SMART Mobile Application Technology Utilization in the Treatment of Sickle Cell Disease Post Day Hospital Discharge

The purpose of this study is to test a web-aided, mobile-based PHR (Personal Health Reporting) service to enhance SCD outpatient treatment after discharge from an acute care setting, such as Duke University Medical Center's Day Hospital. SMART is a new mobile application created by SickleSoft to increase patient involvement in their treatment and improve patient to doctor communication. SMART is a self-monitoring and management service for SCD patients and their treatment doctors. This study will test whether or not use of the SMART mobile application will help develop the type of patient-doctor relationships that lead to better health outcomes and a decrease in readmission to an acute care facility.

Study Overview

• Status: Completed
• Conditions: Sickle Cell Disease
• Intervention / Treatment: Other: SMART app

Detailed Description

All patients seen for acute care of painful episodes in our Adult Sickle Cell Day Hospital will be screened for eligibility. Currently, there are >450 patients actively followed by staff in our adult Comprehensive Sickle Cell Center, with an average of 60-70 patient day hospital visits per month.

Intervention and control group.
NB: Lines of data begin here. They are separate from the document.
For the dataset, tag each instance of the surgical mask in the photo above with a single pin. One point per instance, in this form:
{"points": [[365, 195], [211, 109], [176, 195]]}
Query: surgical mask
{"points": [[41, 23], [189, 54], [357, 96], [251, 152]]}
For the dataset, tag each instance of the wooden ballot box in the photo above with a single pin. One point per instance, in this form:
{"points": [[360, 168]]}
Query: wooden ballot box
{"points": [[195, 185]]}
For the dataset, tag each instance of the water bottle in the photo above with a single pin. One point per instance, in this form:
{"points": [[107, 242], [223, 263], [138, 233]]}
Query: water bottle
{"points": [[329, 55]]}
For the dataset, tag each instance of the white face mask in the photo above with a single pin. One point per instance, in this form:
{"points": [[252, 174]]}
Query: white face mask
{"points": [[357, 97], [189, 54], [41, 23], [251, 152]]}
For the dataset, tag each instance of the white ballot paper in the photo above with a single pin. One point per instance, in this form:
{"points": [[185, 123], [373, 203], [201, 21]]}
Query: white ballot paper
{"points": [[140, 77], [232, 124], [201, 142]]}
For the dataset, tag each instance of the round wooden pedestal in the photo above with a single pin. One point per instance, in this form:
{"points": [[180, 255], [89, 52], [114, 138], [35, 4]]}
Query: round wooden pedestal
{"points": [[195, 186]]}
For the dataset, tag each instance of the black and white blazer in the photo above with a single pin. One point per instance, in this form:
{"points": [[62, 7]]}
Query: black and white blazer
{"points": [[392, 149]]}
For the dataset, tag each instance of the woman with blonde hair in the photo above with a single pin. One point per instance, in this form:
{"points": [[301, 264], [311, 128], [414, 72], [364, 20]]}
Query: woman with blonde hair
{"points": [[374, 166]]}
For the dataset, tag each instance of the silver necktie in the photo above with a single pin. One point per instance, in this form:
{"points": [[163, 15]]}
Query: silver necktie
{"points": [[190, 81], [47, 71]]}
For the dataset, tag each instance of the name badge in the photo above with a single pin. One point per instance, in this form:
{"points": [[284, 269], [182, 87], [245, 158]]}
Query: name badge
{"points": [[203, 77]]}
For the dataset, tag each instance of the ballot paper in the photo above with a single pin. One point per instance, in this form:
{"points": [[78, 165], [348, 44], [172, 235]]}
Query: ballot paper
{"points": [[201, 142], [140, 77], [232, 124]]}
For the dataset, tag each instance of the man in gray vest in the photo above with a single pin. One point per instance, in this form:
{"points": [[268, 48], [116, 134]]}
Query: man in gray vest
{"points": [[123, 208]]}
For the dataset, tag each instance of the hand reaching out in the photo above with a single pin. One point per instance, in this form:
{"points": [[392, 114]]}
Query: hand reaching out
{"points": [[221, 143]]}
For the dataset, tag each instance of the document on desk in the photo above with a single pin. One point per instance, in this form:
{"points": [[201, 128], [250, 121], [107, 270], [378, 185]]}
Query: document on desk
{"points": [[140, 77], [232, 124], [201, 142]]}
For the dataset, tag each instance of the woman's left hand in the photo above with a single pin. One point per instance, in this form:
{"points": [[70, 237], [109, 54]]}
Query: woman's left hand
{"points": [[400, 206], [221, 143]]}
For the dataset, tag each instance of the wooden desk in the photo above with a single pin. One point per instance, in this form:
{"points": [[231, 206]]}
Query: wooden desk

Patients enrolled will be alternately assigned to each group to ensure randomization and equal numbers of patients to each arm. All patients will be given a return appointment within 12 days of Day Hospital visit. The control group will get standard of care, including a printed plan for medications to be taken, phone number to call for questions or issues, and the return date for visit.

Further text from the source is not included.